Martin Eisenhut
Industrieexperte wird Chef von AT Kearney

Überraschung bei der Managementberatung AT Kearney: Martin Eisenhut, erst seit 2015 im Unternehmen, wird neuer Chef für den deutschsprachigen Raum. Ende des Jahres löst er Martin Sonnenschein ab.

DüsseldorfAls Martin Eisenhut Anfang 2015 die Unternehmensberatung Roland Berger verließ, ging ein Raunen durch die Beraterszene. Der Partner und Aufsichtsrat galt als einer der Top-Berater im Unternehmen, bestens verdrahtet im deutschen Maschinen- und Anlagenbau – einer der Treiber des Geschäfts.
Roland Berger hatte sich gerade neu organisiert und den Verkauf an einen Wirtschaftsprüfer abgeblasen. Der Franzose Charles-Edouard Bouée wurde neuer Berger-Chef. Für mehrere der oberen Führungskräfte war dies der Moment zu gehen – einer von ihnen war Eisenhut. Er heuerte beim Konkurrenten AT Kearney an übernahm dort den Bereich Industrial Goods & Services.

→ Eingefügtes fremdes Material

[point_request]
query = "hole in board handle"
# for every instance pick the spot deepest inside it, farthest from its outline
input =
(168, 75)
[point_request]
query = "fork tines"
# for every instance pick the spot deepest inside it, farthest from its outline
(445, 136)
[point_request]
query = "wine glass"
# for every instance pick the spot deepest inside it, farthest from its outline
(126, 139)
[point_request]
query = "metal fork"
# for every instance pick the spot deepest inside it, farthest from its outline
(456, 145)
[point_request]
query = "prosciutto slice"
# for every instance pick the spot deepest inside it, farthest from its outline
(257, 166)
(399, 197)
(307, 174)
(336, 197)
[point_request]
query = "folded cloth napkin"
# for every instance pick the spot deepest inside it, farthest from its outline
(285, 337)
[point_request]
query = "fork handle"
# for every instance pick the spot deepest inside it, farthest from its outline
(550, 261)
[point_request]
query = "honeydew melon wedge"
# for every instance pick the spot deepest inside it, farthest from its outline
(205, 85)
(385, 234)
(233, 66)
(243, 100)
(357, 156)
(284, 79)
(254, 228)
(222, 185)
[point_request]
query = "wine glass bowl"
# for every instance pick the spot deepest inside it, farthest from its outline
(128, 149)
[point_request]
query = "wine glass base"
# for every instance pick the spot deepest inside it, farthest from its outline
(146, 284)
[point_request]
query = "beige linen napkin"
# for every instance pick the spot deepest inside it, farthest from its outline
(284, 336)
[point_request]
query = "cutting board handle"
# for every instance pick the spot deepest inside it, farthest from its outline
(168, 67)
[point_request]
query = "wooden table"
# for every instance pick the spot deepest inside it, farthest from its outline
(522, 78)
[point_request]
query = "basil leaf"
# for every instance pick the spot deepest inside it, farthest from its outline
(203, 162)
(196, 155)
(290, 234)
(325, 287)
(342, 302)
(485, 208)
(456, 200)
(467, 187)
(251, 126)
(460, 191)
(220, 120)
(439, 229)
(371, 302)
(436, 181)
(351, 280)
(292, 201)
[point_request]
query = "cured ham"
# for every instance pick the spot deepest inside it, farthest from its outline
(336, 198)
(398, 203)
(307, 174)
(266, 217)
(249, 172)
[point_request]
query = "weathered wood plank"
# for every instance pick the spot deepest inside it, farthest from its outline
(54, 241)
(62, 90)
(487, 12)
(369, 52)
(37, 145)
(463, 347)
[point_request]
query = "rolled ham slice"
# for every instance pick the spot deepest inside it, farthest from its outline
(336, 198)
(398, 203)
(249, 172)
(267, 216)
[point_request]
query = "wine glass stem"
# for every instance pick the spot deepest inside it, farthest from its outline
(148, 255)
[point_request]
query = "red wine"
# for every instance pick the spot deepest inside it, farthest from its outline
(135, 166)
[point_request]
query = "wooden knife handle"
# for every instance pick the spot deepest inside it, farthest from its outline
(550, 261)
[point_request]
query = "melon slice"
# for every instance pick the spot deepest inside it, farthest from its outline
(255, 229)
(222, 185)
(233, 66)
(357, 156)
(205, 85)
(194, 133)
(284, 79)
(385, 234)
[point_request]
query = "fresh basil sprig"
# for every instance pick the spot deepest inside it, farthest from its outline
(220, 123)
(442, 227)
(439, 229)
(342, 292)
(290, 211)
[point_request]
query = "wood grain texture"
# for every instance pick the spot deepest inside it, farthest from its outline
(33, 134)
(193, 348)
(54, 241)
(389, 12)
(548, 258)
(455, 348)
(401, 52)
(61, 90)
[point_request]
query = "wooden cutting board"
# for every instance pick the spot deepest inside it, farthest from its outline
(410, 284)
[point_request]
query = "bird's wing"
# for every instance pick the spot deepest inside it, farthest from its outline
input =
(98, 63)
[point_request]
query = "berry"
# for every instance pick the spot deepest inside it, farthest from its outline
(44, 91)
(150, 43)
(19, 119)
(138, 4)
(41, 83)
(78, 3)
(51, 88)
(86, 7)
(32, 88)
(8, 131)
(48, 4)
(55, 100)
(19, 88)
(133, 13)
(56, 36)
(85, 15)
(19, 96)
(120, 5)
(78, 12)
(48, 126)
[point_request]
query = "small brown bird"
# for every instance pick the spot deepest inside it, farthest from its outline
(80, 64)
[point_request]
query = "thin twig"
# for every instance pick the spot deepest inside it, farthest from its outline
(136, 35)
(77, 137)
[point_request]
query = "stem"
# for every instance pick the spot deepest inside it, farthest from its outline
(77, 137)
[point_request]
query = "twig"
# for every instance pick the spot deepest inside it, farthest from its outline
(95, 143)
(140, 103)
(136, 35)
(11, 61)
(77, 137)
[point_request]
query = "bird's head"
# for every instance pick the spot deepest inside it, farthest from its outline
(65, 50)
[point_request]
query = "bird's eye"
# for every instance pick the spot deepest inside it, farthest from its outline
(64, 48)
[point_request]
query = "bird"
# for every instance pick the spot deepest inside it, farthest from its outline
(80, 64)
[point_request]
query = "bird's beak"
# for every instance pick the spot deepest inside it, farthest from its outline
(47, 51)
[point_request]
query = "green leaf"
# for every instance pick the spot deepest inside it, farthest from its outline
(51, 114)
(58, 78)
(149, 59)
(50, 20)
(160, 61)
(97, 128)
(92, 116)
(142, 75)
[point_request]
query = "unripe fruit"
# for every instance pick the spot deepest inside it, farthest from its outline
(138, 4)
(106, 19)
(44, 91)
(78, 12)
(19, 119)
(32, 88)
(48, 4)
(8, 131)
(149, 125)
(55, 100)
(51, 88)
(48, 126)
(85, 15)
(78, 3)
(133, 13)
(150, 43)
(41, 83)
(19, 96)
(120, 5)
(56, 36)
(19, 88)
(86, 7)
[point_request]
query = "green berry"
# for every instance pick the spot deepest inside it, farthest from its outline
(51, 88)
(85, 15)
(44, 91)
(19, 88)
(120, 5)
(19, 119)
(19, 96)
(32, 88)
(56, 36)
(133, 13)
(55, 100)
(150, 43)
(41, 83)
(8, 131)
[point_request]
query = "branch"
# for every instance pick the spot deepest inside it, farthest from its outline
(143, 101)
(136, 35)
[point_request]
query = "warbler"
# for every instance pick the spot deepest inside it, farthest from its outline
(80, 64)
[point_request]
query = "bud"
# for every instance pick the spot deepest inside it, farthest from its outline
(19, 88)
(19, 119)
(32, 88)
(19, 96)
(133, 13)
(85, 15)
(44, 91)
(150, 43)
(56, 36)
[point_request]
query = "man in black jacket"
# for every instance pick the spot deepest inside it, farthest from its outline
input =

Jetzt erobert der 52-Jährige bei seinem neuen Arbeitgeber den Chefposten. Ende des Jahres steigt Eisenhut zum neuen Chef von AT Kearney in Zentraleuropa auf. Der promovierte Naturwissenschaftler verantwortet damit als Managing Director die Geschäft in Deutschland, der Schweiz und Österreich.

Eisenhut folgt auf Martin Sonnenschein, der nach mehr als sechs Jahren turnusgemäß den Chefposten bei AT Kearney räumt. Dass die Wahl auf den Ex-Roland-Berger-Berater fiel, überrascht, weil er im Vergleich zu anderen Partnern erst kurze Zeit im Unternehmen ist. Offenbar hat er sich aber intern schnell Respekt verschafft und eine Hausmacht aufgebaut.

„Er hat es aufgrund seiner Persönlichkeit geschafft, schon in sehr kurzer Zeit eine breite Akzeptanz in unserer Partnerschaft zu erzielen“, sagt Johan Aurik, der globale CEO von AT Kearney. Er hatte gemeinsam mit Europachef Luca Rossi die Auswahl nach Gesprächen im deutschen Partnerkreis getroffen. Eisenhut wertet seine erst kurze Zeit als Partner bei AT Kearney als strategischen Vorteil in seinem neuen Job. „Einerseits fühle ich mich vom ersten Tag an als Teil eines sehr erfolgreichen Teams“, sagt er. „Andererseits habe ich mir den Blick von außen bewahrt.“ Gerade diese Mischung sei hilfreich, „um Bewährtes fortzuentwickeln und auch neue Impulse zu setzen“.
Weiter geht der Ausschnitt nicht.